All the while, Bhavnani hesitates to give us the musician's name, or those who have featured in the documentary. She keeps her fingers crossed that the documentary won't provoke accusation from zealous nationalists. "The name of the documentary comes from the river Sindhu. When the Persians came, they could not pronounce "se", so Sindhu became Hindu and Hindustan, which should have been Sindhustan," she explains.
A museum of memories
Bhavnani is not being divisive; she is just enthusiastic about her ancestry. Today, beside her workstation, there is a basket brimming with the best of Sindhi poetry, like that of Shah Abdul Latif, at whose shrine in Bhit Shah, in Sindh, the fakirs Bhavnani had once heard in Bandra, sing regularly.

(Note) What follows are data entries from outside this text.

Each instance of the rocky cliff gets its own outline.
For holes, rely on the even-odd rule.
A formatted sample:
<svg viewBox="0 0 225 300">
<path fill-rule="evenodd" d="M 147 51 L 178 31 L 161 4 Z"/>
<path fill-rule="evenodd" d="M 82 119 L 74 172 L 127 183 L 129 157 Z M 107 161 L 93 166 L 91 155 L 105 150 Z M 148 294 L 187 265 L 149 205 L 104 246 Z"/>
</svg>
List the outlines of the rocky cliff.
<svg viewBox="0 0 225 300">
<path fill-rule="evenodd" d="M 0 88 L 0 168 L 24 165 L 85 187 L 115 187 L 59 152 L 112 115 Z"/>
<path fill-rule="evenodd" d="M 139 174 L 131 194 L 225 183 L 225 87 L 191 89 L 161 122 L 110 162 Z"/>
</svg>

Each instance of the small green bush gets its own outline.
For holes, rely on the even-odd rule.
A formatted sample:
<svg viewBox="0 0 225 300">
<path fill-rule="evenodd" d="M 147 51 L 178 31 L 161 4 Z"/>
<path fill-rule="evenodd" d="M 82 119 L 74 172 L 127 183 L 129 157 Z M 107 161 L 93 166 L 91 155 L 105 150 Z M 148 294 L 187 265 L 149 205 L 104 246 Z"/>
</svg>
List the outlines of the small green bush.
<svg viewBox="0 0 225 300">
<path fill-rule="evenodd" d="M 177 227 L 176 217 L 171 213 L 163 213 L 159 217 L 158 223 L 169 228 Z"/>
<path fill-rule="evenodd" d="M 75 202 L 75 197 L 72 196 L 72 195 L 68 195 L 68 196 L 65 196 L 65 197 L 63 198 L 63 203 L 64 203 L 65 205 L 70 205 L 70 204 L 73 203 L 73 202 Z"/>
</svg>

The witness accounts in the documentary are interspersed with her latest acquisitions - the tattoos on her legs. As we admire the elaborate art, she points to the Sindhis swimming in the river, and says, "You can't say who's Muslim and who's Hindu here. There is no concept of 'Hindu' Sindhis or 'Muslim' Sindhis. We are one community. These [what's drawn on her] were my grand-aunt's memories. She has passed away since, and I am glad that I got to speak to her."

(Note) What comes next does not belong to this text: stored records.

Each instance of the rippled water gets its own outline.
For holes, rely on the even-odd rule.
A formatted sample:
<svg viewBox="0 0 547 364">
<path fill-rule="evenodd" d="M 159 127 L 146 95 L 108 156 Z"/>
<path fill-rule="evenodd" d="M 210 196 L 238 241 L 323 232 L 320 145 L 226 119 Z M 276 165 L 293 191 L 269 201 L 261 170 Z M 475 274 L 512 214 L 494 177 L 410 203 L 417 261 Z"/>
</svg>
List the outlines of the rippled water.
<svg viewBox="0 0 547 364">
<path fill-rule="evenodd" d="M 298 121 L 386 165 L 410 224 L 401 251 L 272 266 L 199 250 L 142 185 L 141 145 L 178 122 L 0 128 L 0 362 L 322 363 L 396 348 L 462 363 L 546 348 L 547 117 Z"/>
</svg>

Call her legs a calendar of memories, a map of the subcontinent or a visual story etched on skin, but Bhavnani says she is a museum now. Her legs tell tales, and seem divided, the right about Sindh, and the left about the Partition. But, on Bhavnani, they are brought together through a medley of madhubhani and ajrakh, two art forms that are drawn from India and Sindh respectively. Doe-eyed madhubani figures wade serenely among ajrakh motifs, and will remain there forever.
As admirers or curious onlookers, we are familiar with Bhavnani's many tattoos, especially her heart chakra that bursts like a flame across her collar bones. But, her legs' tattoos are precious and ones that she has kept out of public eye as long and as well as she possibly can. But, the price of beauty, and history, is high. This art activism came with 75 hours of tattoo work done in just 10 days in one go - the kind of intensity that the body can often break down under. "I had set up a temporary tattoo studio at a healing centre in Goa, with tattoo artist Yogi, who is originally from Dadar. Let's just say, it was painful. I had a doctor visiting me every day to check my pulse," she says.

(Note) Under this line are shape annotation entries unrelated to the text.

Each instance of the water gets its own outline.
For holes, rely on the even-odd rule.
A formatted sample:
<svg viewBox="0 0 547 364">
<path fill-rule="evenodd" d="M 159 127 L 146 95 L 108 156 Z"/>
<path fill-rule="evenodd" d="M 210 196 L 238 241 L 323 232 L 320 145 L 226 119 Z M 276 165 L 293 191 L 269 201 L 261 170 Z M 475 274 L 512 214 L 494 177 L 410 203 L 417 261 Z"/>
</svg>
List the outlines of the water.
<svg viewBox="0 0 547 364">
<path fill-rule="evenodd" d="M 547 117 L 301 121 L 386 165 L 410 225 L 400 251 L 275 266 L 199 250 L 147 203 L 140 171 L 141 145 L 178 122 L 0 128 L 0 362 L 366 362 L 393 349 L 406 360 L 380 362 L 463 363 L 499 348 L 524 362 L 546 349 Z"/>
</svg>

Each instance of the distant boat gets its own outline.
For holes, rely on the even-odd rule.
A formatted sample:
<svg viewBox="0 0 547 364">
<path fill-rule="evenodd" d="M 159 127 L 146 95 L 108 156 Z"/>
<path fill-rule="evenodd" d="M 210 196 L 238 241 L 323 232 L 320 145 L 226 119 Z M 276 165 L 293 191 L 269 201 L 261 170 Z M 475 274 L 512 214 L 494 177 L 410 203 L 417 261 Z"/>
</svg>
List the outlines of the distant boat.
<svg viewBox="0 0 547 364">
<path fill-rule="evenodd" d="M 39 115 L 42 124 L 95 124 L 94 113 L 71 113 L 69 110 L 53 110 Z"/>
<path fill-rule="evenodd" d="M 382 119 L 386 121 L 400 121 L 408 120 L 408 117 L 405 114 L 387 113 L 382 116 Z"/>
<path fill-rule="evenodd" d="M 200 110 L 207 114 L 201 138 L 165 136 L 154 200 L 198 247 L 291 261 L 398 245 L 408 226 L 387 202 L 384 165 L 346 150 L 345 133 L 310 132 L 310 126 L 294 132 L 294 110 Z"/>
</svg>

The documentary shows the process she endured, which, she says, is only metaphorical. "The pain I experienced is only a fragment of what my family and community have been through during the Partition," she says. However, through suffering, there is healing. "None of the people in my documentary and in these tattoos have spoken with hatred or regret. Even though they left everything behind and moved all over the world, their love for each other is intact. For instance, my grand-aunt studied at a medical college in Ludhiana during the Partition, and spoke of a Muslim dhobi who wrote a letter to her to assure her that her family was safe back home. This is just one instance of the many you will hear," she says.
The river Sindhu could have the capacity to wash over all sorrow, and it does so even on Bhavnani's body. It winds its way down her leg, ending in a state of grace. How exactly does it do so? We will leave it to Bhavnani to show it to you.